Its seems active when I feed it


----------



## TobiasRieper (Mar 14, 2008)

Doesnt anyone know?


----------



## tison 30 (Feb 29, 2008)

it must like to sleep


----------



## Corner (Feb 27, 2007)

It probably has some sort of parasite, as some feeders do. This is the reason most don't feed their fish feeders. Just get rid of it.


----------



## tison 30 (Feb 29, 2008)

or just keep watching it be dumb...but i woodnt feed it to your p or whatever


----------



## TobiasRieper (Mar 14, 2008)

Yeah I dont like to use feeders as food for that reason. Im just cycling this tank so I expect some to die, im just wondering whats wrong with it. Its more active now, it finally swam to the top when I opened the cover to feed them.


----------



## TobiasRieper (Mar 14, 2008)

Off topic but...
How big can a feeder fish get?


----------



## LS1FDRx7 (Mar 6, 2007)

TobiasRieper said:


> Off topic but...
> How big can a feeder fish get?


My local fish shop sells large feeders which are 7 for $1 dollar. They range in size of 1-3 inches, But I have gotten a few that were 6.3 inches in size in the same batch. These were goldfish feeders that I fed my Peacock Bass.


----------



## ChilDawg (Apr 30, 2006)

TobiasRieper said:


> Off topic but...
> How big can a feeder fish get?


Common and/or Comet Goldfish can reach 24+".


----------



## rchan11 (May 6, 2004)

Gold fish are cold water fish. Pet stores keep them in cold water. When you put them in without acclimating, it will go into shock.


----------



## Dr. Giggles (Oct 18, 2003)

You basically answered your own question.

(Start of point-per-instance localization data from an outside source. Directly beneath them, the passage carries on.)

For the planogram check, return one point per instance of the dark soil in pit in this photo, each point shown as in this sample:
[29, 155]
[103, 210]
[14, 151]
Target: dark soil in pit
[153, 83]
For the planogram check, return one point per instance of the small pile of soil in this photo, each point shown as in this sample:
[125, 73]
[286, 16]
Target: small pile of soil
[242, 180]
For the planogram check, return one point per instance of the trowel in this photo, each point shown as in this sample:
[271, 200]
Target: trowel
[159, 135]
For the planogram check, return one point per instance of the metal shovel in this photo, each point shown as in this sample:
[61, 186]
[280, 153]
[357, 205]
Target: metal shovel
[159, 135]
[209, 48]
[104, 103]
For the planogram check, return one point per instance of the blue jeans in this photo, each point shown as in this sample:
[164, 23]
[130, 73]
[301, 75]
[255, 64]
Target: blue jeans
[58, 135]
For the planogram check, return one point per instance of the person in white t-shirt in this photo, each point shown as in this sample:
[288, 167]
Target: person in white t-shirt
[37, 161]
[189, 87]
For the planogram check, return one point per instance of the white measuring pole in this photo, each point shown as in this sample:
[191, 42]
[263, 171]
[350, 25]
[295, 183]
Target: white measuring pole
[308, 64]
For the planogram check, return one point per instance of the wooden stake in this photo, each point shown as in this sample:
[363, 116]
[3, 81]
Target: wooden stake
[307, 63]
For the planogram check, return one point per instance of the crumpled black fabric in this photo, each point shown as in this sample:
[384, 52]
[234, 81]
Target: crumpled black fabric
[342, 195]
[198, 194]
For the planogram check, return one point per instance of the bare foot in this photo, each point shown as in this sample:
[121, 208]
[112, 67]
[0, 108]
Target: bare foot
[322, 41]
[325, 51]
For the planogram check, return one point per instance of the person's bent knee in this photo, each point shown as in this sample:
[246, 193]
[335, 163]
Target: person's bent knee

The effects of cycling is probably taking its toll and also as mentioned GF are not tropical fish and do not like 80 degree water.


----------



## Nick G (Jul 15, 2007)

ChilDawg said:


> Off topic but...
> How big can a feeder fish get?


Common and/or Comet Goldfish can reach 24+".
[/quote]
yeah i knew someone who took a goldfish from a friend of mine about five years ago, and we went to that persons place a few months ago, and they still had the goldfish, it was HUGE, like 13"+
we were joking about having it for dinner.
that thing could have fed a schoal for a week.


----------